Panic buying propagated by the press and government

Scarcity cues from the media also play a large part in panic buying. One possible explanation for more panic buying in Northern Ireland than mainland UK comes down to the government of Ireland took decisive action to contain the pandemic sooner than the UK government and, therefore, scarcity cues were more evident in that country when the surveys were conducted.

In support of this, recent research has demonstrated that the timing of Government interventions are associated with panic buying, with earlier interventions coinciding with heightened rates of purchasing behaviours [76]. Commenting on differences between the nations, Irish historian Elaine Doyle was quoted in the UK’s Guardian newspaper [77]:

“While Boris [Johnson, the British Prime Minister] was telling the British people to wash their hands, our Taoiseach was closing the schools. While Cheltenham [a British horseracing festival] was going ahead, and over 250,000 people were gathering in what would have been a massive super-spreader event, Ireland had cancelled St Patrick’s Day,”

Urban over-purchasing exceeds countryside and suburbs

The researchers also found that over-purchasing was more likely to be reported by people living in urban areas compared to those living in suburbs, towns or rural areas.
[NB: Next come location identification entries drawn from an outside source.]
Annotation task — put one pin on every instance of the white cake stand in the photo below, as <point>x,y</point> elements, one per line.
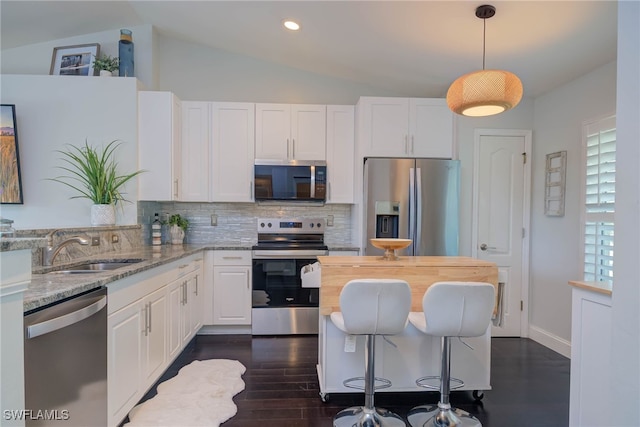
<point>390,246</point>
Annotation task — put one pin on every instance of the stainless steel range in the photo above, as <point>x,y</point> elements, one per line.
<point>280,303</point>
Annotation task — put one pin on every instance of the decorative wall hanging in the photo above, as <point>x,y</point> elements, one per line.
<point>74,60</point>
<point>555,173</point>
<point>10,179</point>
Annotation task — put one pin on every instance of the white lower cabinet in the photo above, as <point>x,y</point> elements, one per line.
<point>232,287</point>
<point>152,316</point>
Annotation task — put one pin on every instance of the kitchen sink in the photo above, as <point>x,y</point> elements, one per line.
<point>98,266</point>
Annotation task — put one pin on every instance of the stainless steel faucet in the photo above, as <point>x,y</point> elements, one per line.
<point>50,252</point>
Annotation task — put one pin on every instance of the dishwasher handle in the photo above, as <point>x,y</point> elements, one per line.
<point>51,325</point>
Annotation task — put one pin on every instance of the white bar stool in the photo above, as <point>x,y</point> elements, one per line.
<point>371,307</point>
<point>450,309</point>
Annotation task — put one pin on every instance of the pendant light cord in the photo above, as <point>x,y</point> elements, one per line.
<point>484,40</point>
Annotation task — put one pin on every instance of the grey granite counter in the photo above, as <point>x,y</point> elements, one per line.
<point>48,287</point>
<point>19,243</point>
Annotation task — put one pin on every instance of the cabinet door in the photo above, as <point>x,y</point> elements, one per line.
<point>308,132</point>
<point>155,337</point>
<point>273,131</point>
<point>340,153</point>
<point>194,182</point>
<point>159,132</point>
<point>430,128</point>
<point>231,295</point>
<point>233,127</point>
<point>384,125</point>
<point>175,294</point>
<point>194,286</point>
<point>125,359</point>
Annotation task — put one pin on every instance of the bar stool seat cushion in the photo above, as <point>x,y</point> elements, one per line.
<point>454,309</point>
<point>373,307</point>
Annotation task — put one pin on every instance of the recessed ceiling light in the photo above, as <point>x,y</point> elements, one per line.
<point>291,25</point>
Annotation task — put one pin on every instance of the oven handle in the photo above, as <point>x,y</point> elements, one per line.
<point>284,254</point>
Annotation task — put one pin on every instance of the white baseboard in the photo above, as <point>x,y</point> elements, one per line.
<point>225,330</point>
<point>554,342</point>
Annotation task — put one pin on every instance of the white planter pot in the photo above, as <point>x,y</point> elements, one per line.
<point>177,235</point>
<point>103,215</point>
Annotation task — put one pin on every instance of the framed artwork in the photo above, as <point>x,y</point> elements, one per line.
<point>10,180</point>
<point>74,60</point>
<point>555,175</point>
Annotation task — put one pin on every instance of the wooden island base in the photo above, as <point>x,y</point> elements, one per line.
<point>405,357</point>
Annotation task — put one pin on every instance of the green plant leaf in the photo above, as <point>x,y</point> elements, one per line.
<point>93,173</point>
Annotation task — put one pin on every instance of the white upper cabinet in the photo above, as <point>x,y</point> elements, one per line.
<point>159,139</point>
<point>194,182</point>
<point>405,127</point>
<point>290,132</point>
<point>340,153</point>
<point>232,127</point>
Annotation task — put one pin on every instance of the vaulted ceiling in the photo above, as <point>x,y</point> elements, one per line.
<point>406,46</point>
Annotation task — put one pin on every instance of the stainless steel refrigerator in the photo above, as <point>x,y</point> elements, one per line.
<point>413,199</point>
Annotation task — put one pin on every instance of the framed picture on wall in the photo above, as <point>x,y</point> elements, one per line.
<point>74,60</point>
<point>10,179</point>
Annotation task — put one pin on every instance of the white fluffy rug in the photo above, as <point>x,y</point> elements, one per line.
<point>200,395</point>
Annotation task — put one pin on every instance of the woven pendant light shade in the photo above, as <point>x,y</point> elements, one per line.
<point>484,93</point>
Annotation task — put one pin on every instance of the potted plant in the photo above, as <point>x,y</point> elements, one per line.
<point>177,226</point>
<point>93,172</point>
<point>106,64</point>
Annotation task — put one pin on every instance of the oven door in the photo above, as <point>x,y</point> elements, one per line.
<point>277,283</point>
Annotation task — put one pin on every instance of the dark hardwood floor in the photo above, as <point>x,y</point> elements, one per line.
<point>530,384</point>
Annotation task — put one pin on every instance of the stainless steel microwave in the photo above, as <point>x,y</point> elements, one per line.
<point>294,180</point>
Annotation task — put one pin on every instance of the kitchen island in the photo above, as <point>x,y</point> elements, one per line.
<point>404,357</point>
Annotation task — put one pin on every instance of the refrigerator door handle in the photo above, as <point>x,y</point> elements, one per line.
<point>418,237</point>
<point>412,204</point>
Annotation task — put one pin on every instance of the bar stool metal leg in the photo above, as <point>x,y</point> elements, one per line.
<point>442,414</point>
<point>368,415</point>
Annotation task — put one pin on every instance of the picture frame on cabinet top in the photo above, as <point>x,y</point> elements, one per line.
<point>75,60</point>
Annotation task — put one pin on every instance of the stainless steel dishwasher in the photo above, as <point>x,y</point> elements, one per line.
<point>65,355</point>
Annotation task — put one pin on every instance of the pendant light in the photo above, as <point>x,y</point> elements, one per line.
<point>484,92</point>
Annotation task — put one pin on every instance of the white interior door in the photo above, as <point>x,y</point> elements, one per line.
<point>501,219</point>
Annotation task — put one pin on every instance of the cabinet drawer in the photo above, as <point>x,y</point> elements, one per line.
<point>231,258</point>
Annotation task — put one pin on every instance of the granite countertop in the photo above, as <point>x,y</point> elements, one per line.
<point>19,243</point>
<point>48,287</point>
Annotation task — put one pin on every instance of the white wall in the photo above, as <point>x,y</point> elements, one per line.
<point>52,111</point>
<point>36,59</point>
<point>555,241</point>
<point>214,74</point>
<point>625,354</point>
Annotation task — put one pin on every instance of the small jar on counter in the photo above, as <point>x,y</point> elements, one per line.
<point>6,228</point>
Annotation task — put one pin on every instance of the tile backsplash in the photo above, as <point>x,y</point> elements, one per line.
<point>236,222</point>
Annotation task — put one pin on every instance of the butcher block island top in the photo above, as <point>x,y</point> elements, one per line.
<point>420,272</point>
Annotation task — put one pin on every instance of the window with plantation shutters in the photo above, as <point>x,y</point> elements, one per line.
<point>599,139</point>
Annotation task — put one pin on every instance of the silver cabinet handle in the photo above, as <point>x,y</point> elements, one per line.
<point>146,319</point>
<point>484,247</point>
<point>150,307</point>
<point>52,325</point>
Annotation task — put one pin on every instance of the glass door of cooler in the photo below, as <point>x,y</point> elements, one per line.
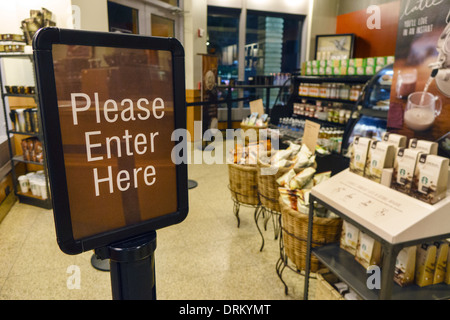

Whilst we did not make a prediction about this, one possible explanation is that scarcity cues (including the visible behaviour of other consumers) are more available in urban environments.

Over-purchasing was also associated with loss of income due to the pandemic, which might at first seem paradoxical, but is clearly consistent with a psychological mechanism by which hoarding is provoked by fear of future scarcity. The number of adults in the household did not predict over-purchasing, but the number of children did, which we predicted on the basis that food-insecurity is a major source of anxiety for parents [4243].
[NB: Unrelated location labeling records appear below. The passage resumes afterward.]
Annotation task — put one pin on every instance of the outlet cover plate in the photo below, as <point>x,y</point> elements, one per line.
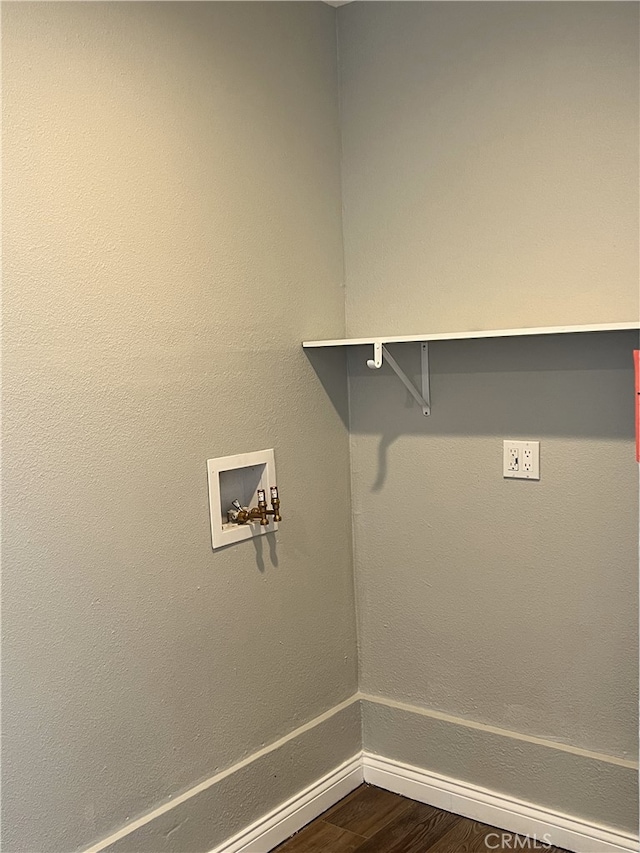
<point>521,460</point>
<point>238,477</point>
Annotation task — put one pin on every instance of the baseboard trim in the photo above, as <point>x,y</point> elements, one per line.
<point>495,809</point>
<point>275,827</point>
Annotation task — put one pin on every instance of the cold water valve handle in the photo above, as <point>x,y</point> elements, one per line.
<point>275,503</point>
<point>243,515</point>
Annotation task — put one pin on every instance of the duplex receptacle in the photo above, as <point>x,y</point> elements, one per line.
<point>521,460</point>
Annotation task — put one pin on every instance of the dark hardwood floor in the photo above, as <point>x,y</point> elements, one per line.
<point>371,820</point>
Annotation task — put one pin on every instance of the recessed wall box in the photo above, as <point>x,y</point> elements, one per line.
<point>238,478</point>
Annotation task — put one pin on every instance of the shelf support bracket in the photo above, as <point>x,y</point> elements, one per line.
<point>380,353</point>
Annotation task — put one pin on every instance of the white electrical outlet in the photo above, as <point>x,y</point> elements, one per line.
<point>521,460</point>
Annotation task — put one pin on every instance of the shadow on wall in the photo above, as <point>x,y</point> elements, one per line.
<point>567,386</point>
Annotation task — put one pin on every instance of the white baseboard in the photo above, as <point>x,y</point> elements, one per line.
<point>495,809</point>
<point>275,827</point>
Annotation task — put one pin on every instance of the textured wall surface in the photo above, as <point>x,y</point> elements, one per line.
<point>213,816</point>
<point>171,233</point>
<point>597,788</point>
<point>507,602</point>
<point>490,164</point>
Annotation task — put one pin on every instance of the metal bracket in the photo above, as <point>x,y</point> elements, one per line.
<point>380,352</point>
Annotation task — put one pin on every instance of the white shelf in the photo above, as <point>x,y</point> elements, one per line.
<point>458,336</point>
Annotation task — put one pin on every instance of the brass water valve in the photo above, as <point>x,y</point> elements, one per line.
<point>243,515</point>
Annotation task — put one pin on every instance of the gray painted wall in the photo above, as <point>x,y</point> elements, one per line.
<point>172,231</point>
<point>490,179</point>
<point>490,164</point>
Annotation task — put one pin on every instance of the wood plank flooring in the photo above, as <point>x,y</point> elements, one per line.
<point>371,820</point>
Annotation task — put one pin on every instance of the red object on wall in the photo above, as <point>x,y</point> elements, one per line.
<point>636,362</point>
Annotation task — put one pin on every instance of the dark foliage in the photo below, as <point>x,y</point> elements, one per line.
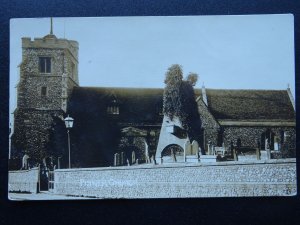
<point>179,101</point>
<point>95,134</point>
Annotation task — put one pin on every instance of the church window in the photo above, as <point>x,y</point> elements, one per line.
<point>45,64</point>
<point>44,91</point>
<point>73,70</point>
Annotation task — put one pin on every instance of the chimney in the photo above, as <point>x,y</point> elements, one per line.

How governments and suppliers can alleviate panic buying

The researchers concluded after their research that at a national level, governments, and at a local level, supermarket managers, should anticipate and seek to control over-purchasing by prohibiting bulk-buying, should manage scarcity cues in a way that reduces their salience (for example, by giving careful thought to the way that shelves are stocked), and should facilitate analytical reasoning; in their customers (for example, by providing detailed information about when dwindling stocks will be replaced).

“Our findings point to profiles of individuals who might be particularly vulnerable to over-purchasing, and who could either be reassured by appropriate policies–for example, by providing parents with young children special times when they can shop–or skilfully targeted messaging.,” said the report.

“Forward planning based on our model in preparation for future crises may lead to less panic-buying and less demand-side scarcity, and thereby may reduce the number of problems faced by governments during challenging times,” the researchers proposed.